Back in the days of yore, when I was knee-high to a grasshopper and a bushel of dimes only cost a nickel, 'Black Friday' shopping injuries were things that only happened in distant, exotic lands such as Newark and even fabled Oklahoma City.

Last week's Black Friday resulted in a knife fight in our very own Walmart.  I am told that the combatants were locked in a bloody struggle over a discounted set of bedsheets.

Yes.  Bedhseets.  I have to wonder, what battle cry does one shout when charging into a life and death struggle over bedsheets?

Do you yell "Percale!" and then wade in, blade flashing?

Even if you know, don't tell me.  I've never felt very passionate about bedsheets, even if they are selling at a <gasp> fifteen percent discount.

The knife-wielding linen enthusiast will be enjoying the dubious holiday charms of the Lafayette County Detention Center, where I seriously doubt any of the guards dress as festive Christmas elves, at least while on duty.  There, the accused may ponder the error of her ways, and perhaps resolve to shop early at Dollar Tree next year (or in two to five, whichever the judge deems appropriate).

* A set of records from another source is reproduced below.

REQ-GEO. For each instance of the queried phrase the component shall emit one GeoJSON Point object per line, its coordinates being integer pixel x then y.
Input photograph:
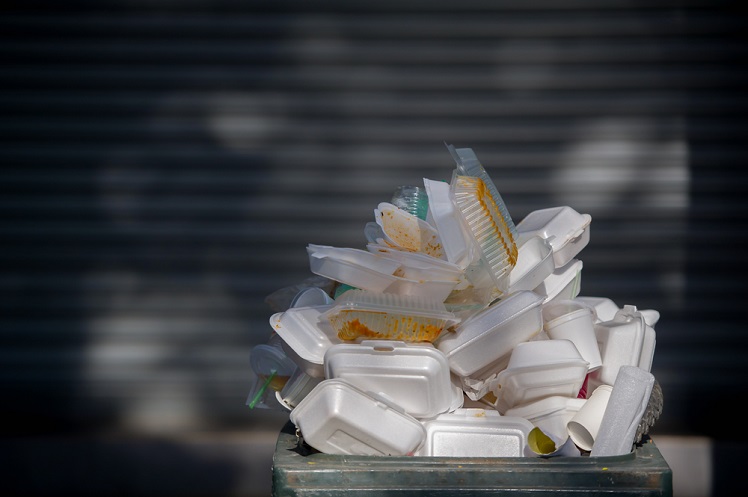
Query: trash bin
{"type": "Point", "coordinates": [296, 472]}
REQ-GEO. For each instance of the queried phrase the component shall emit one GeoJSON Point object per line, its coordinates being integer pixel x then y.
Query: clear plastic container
{"type": "Point", "coordinates": [361, 314]}
{"type": "Point", "coordinates": [482, 220]}
{"type": "Point", "coordinates": [469, 165]}
{"type": "Point", "coordinates": [415, 376]}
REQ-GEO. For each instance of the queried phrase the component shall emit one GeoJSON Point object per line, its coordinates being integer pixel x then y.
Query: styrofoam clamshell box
{"type": "Point", "coordinates": [488, 337]}
{"type": "Point", "coordinates": [549, 414]}
{"type": "Point", "coordinates": [475, 432]}
{"type": "Point", "coordinates": [306, 337]}
{"type": "Point", "coordinates": [540, 369]}
{"type": "Point", "coordinates": [563, 283]}
{"type": "Point", "coordinates": [338, 418]}
{"type": "Point", "coordinates": [566, 230]}
{"type": "Point", "coordinates": [296, 388]}
{"type": "Point", "coordinates": [626, 340]}
{"type": "Point", "coordinates": [355, 267]}
{"type": "Point", "coordinates": [534, 264]}
{"type": "Point", "coordinates": [415, 376]}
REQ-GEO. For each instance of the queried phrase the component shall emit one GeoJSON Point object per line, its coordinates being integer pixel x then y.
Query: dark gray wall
{"type": "Point", "coordinates": [164, 165]}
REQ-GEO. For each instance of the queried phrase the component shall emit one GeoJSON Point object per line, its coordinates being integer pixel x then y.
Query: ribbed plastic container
{"type": "Point", "coordinates": [483, 221]}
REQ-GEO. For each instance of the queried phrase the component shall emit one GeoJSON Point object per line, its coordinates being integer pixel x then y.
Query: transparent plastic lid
{"type": "Point", "coordinates": [364, 314]}
{"type": "Point", "coordinates": [485, 225]}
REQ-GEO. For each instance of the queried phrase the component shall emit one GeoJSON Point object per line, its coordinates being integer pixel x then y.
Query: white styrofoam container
{"type": "Point", "coordinates": [366, 270]}
{"type": "Point", "coordinates": [475, 432]}
{"type": "Point", "coordinates": [550, 414]}
{"type": "Point", "coordinates": [604, 308]}
{"type": "Point", "coordinates": [534, 265]}
{"type": "Point", "coordinates": [626, 340]}
{"type": "Point", "coordinates": [539, 369]}
{"type": "Point", "coordinates": [566, 230]}
{"type": "Point", "coordinates": [338, 418]}
{"type": "Point", "coordinates": [417, 266]}
{"type": "Point", "coordinates": [487, 338]}
{"type": "Point", "coordinates": [369, 271]}
{"type": "Point", "coordinates": [415, 377]}
{"type": "Point", "coordinates": [305, 336]}
{"type": "Point", "coordinates": [563, 283]}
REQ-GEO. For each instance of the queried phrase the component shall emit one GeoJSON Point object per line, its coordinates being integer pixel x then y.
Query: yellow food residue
{"type": "Point", "coordinates": [406, 328]}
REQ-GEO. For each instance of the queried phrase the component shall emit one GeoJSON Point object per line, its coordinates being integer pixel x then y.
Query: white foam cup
{"type": "Point", "coordinates": [574, 321]}
{"type": "Point", "coordinates": [583, 427]}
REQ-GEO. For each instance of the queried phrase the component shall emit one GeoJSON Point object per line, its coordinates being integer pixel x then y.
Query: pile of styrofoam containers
{"type": "Point", "coordinates": [460, 334]}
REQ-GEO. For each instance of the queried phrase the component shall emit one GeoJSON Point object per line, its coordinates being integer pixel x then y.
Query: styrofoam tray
{"type": "Point", "coordinates": [339, 418]}
{"type": "Point", "coordinates": [305, 336]}
{"type": "Point", "coordinates": [488, 337]}
{"type": "Point", "coordinates": [566, 230]}
{"type": "Point", "coordinates": [416, 377]}
{"type": "Point", "coordinates": [354, 267]}
{"type": "Point", "coordinates": [475, 432]}
{"type": "Point", "coordinates": [534, 264]}
{"type": "Point", "coordinates": [540, 369]}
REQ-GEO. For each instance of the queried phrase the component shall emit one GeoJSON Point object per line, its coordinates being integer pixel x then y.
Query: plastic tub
{"type": "Point", "coordinates": [475, 432]}
{"type": "Point", "coordinates": [360, 314]}
{"type": "Point", "coordinates": [415, 377]}
{"type": "Point", "coordinates": [566, 230]}
{"type": "Point", "coordinates": [339, 418]}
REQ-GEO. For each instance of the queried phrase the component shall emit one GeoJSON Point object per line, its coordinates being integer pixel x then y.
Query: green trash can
{"type": "Point", "coordinates": [296, 472]}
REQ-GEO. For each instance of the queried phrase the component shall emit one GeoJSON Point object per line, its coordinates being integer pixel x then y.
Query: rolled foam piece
{"type": "Point", "coordinates": [626, 406]}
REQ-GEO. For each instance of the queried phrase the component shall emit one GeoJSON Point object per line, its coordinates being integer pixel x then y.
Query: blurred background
{"type": "Point", "coordinates": [165, 164]}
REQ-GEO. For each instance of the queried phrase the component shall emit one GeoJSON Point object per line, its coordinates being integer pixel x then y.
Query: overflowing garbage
{"type": "Point", "coordinates": [455, 332]}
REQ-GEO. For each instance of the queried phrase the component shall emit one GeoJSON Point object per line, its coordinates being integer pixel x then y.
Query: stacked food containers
{"type": "Point", "coordinates": [456, 334]}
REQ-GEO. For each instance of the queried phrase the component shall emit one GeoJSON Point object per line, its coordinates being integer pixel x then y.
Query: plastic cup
{"type": "Point", "coordinates": [574, 321]}
{"type": "Point", "coordinates": [585, 424]}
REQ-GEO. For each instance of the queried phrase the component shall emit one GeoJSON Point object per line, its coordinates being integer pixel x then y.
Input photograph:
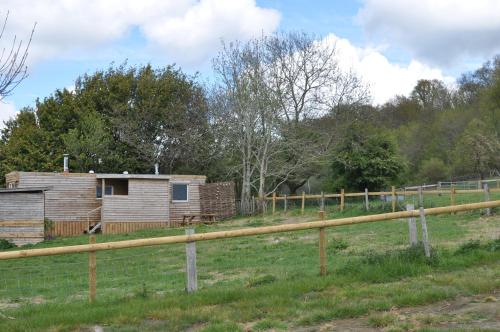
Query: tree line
{"type": "Point", "coordinates": [279, 115]}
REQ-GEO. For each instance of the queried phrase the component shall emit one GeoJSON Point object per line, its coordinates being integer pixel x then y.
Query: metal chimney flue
{"type": "Point", "coordinates": [66, 163]}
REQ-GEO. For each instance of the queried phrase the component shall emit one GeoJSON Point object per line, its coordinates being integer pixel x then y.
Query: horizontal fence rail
{"type": "Point", "coordinates": [381, 193]}
{"type": "Point", "coordinates": [242, 232]}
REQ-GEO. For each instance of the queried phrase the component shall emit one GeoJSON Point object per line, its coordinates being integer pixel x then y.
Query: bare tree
{"type": "Point", "coordinates": [308, 84]}
{"type": "Point", "coordinates": [274, 89]}
{"type": "Point", "coordinates": [13, 67]}
{"type": "Point", "coordinates": [248, 113]}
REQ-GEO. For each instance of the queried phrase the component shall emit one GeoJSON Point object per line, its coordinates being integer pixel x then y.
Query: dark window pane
{"type": "Point", "coordinates": [179, 192]}
{"type": "Point", "coordinates": [109, 190]}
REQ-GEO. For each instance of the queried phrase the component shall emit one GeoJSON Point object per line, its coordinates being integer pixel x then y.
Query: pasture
{"type": "Point", "coordinates": [270, 282]}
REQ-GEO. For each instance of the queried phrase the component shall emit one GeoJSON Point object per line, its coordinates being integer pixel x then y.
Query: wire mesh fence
{"type": "Point", "coordinates": [243, 261]}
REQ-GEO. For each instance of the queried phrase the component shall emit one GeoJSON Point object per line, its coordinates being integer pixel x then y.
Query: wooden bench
{"type": "Point", "coordinates": [206, 218]}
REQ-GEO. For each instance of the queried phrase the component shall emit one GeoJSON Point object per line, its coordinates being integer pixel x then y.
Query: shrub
{"type": "Point", "coordinates": [260, 280]}
{"type": "Point", "coordinates": [4, 244]}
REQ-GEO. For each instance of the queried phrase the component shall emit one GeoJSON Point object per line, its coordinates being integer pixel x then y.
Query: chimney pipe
{"type": "Point", "coordinates": [66, 167]}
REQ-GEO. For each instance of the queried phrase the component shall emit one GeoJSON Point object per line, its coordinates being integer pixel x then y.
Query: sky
{"type": "Point", "coordinates": [391, 44]}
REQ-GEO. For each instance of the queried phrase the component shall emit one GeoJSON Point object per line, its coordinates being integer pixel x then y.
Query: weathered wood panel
{"type": "Point", "coordinates": [193, 206]}
{"type": "Point", "coordinates": [67, 228]}
{"type": "Point", "coordinates": [126, 227]}
{"type": "Point", "coordinates": [147, 201]}
{"type": "Point", "coordinates": [21, 217]}
{"type": "Point", "coordinates": [71, 197]}
{"type": "Point", "coordinates": [219, 199]}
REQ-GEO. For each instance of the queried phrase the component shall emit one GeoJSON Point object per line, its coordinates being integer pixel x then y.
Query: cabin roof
{"type": "Point", "coordinates": [173, 177]}
{"type": "Point", "coordinates": [24, 190]}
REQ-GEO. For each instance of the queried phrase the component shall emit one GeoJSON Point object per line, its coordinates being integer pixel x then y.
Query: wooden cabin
{"type": "Point", "coordinates": [75, 203]}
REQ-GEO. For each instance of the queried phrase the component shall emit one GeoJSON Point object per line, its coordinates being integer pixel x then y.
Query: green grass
{"type": "Point", "coordinates": [259, 283]}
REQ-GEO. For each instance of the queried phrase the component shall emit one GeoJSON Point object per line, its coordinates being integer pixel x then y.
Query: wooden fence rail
{"type": "Point", "coordinates": [241, 232]}
{"type": "Point", "coordinates": [191, 238]}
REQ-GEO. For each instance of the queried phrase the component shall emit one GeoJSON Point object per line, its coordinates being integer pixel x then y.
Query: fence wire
{"type": "Point", "coordinates": [241, 262]}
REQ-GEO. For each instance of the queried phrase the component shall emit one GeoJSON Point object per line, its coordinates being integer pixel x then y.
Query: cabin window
{"type": "Point", "coordinates": [179, 192]}
{"type": "Point", "coordinates": [114, 187]}
{"type": "Point", "coordinates": [98, 191]}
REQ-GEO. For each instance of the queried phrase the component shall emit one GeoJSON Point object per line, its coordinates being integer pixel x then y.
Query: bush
{"type": "Point", "coordinates": [261, 280]}
{"type": "Point", "coordinates": [468, 246]}
{"type": "Point", "coordinates": [433, 170]}
{"type": "Point", "coordinates": [4, 244]}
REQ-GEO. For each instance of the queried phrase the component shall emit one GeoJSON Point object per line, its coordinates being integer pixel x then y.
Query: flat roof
{"type": "Point", "coordinates": [24, 190]}
{"type": "Point", "coordinates": [151, 176]}
{"type": "Point", "coordinates": [133, 176]}
{"type": "Point", "coordinates": [120, 175]}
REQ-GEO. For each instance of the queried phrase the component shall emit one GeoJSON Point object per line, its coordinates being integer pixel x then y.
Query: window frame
{"type": "Point", "coordinates": [187, 192]}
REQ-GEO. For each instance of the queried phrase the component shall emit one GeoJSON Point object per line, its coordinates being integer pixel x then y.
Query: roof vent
{"type": "Point", "coordinates": [66, 163]}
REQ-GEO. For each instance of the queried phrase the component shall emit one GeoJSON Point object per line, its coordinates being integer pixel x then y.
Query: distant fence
{"type": "Point", "coordinates": [391, 197]}
{"type": "Point", "coordinates": [190, 239]}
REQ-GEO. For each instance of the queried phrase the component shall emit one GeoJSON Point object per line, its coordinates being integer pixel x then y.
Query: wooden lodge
{"type": "Point", "coordinates": [77, 203]}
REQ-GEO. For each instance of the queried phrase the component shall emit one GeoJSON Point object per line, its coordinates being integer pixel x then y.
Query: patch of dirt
{"type": "Point", "coordinates": [467, 313]}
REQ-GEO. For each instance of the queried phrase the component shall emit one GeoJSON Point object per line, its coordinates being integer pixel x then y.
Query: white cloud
{"type": "Point", "coordinates": [7, 111]}
{"type": "Point", "coordinates": [187, 29]}
{"type": "Point", "coordinates": [441, 32]}
{"type": "Point", "coordinates": [385, 79]}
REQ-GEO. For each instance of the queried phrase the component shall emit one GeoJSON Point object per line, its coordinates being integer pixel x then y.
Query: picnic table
{"type": "Point", "coordinates": [206, 218]}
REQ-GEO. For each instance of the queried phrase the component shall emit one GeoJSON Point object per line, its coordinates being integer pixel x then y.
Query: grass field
{"type": "Point", "coordinates": [270, 282]}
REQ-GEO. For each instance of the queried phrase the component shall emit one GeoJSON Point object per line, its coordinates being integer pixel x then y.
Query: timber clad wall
{"type": "Point", "coordinates": [21, 217]}
{"type": "Point", "coordinates": [69, 201]}
{"type": "Point", "coordinates": [193, 206]}
{"type": "Point", "coordinates": [70, 198]}
{"type": "Point", "coordinates": [147, 201]}
{"type": "Point", "coordinates": [71, 195]}
{"type": "Point", "coordinates": [218, 198]}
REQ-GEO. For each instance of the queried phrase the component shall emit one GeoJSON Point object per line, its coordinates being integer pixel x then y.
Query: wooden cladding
{"type": "Point", "coordinates": [71, 195]}
{"type": "Point", "coordinates": [127, 227]}
{"type": "Point", "coordinates": [21, 217]}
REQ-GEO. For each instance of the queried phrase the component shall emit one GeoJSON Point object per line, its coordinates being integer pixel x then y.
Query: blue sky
{"type": "Point", "coordinates": [390, 43]}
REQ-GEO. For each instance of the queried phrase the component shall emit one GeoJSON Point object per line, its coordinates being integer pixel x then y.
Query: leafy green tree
{"type": "Point", "coordinates": [477, 151]}
{"type": "Point", "coordinates": [91, 145]}
{"type": "Point", "coordinates": [24, 145]}
{"type": "Point", "coordinates": [433, 170]}
{"type": "Point", "coordinates": [366, 158]}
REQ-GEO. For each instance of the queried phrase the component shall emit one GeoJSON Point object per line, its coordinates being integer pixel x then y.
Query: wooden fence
{"type": "Point", "coordinates": [190, 239]}
{"type": "Point", "coordinates": [393, 194]}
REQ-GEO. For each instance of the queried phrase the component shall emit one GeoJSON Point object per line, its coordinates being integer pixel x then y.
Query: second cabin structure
{"type": "Point", "coordinates": [75, 203]}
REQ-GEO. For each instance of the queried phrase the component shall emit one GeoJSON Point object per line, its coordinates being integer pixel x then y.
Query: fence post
{"type": "Point", "coordinates": [366, 199]}
{"type": "Point", "coordinates": [452, 196]}
{"type": "Point", "coordinates": [487, 198]}
{"type": "Point", "coordinates": [322, 203]}
{"type": "Point", "coordinates": [412, 226]}
{"type": "Point", "coordinates": [342, 199]}
{"type": "Point", "coordinates": [274, 203]}
{"type": "Point", "coordinates": [303, 205]}
{"type": "Point", "coordinates": [322, 246]}
{"type": "Point", "coordinates": [425, 237]}
{"type": "Point", "coordinates": [191, 275]}
{"type": "Point", "coordinates": [92, 271]}
{"type": "Point", "coordinates": [420, 197]}
{"type": "Point", "coordinates": [393, 193]}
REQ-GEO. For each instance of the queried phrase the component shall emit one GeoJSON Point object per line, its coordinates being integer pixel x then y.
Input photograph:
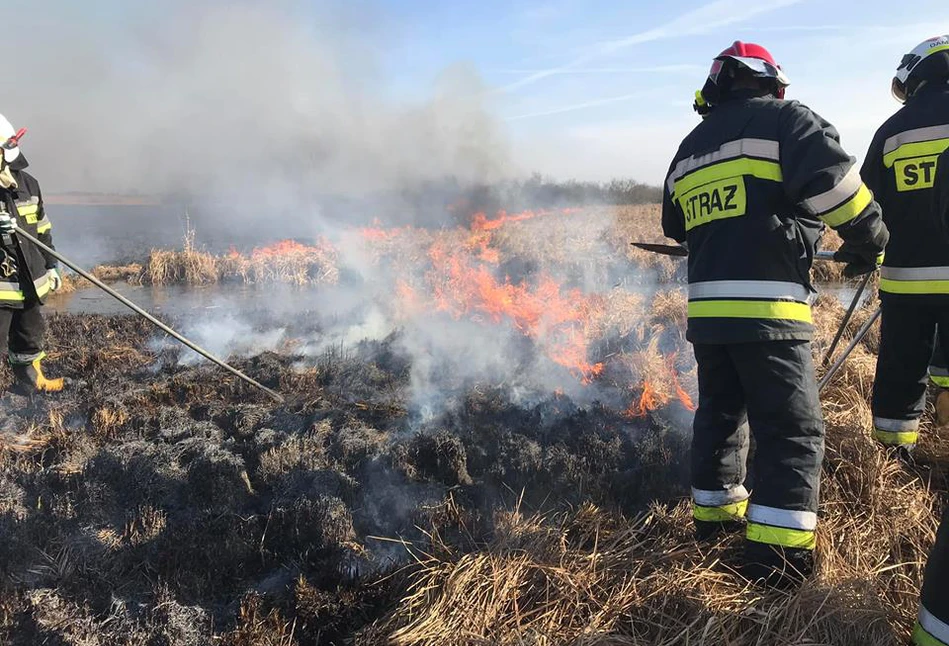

I do not partake in any sort of Black Friday shopping.  Face it, people, aside from a half-dozen strategically-advertised electronic gadgets, the stuff on the shelves is priced the same on Black Friday as it was Routine Thursday and as it will be on Just Another Saturday.  People line up at all hours for the same crap they could have ordered two weeks ago from Amazon without missing a single moment of sleep.

This is why, if I was a betting man, I'd put my money on the cockroaches versus the humans in any kind of long-term existence bet.  You don't see bugs camping out in parking lots because they might save a whole twelve cents on a set of cheap bedsheets.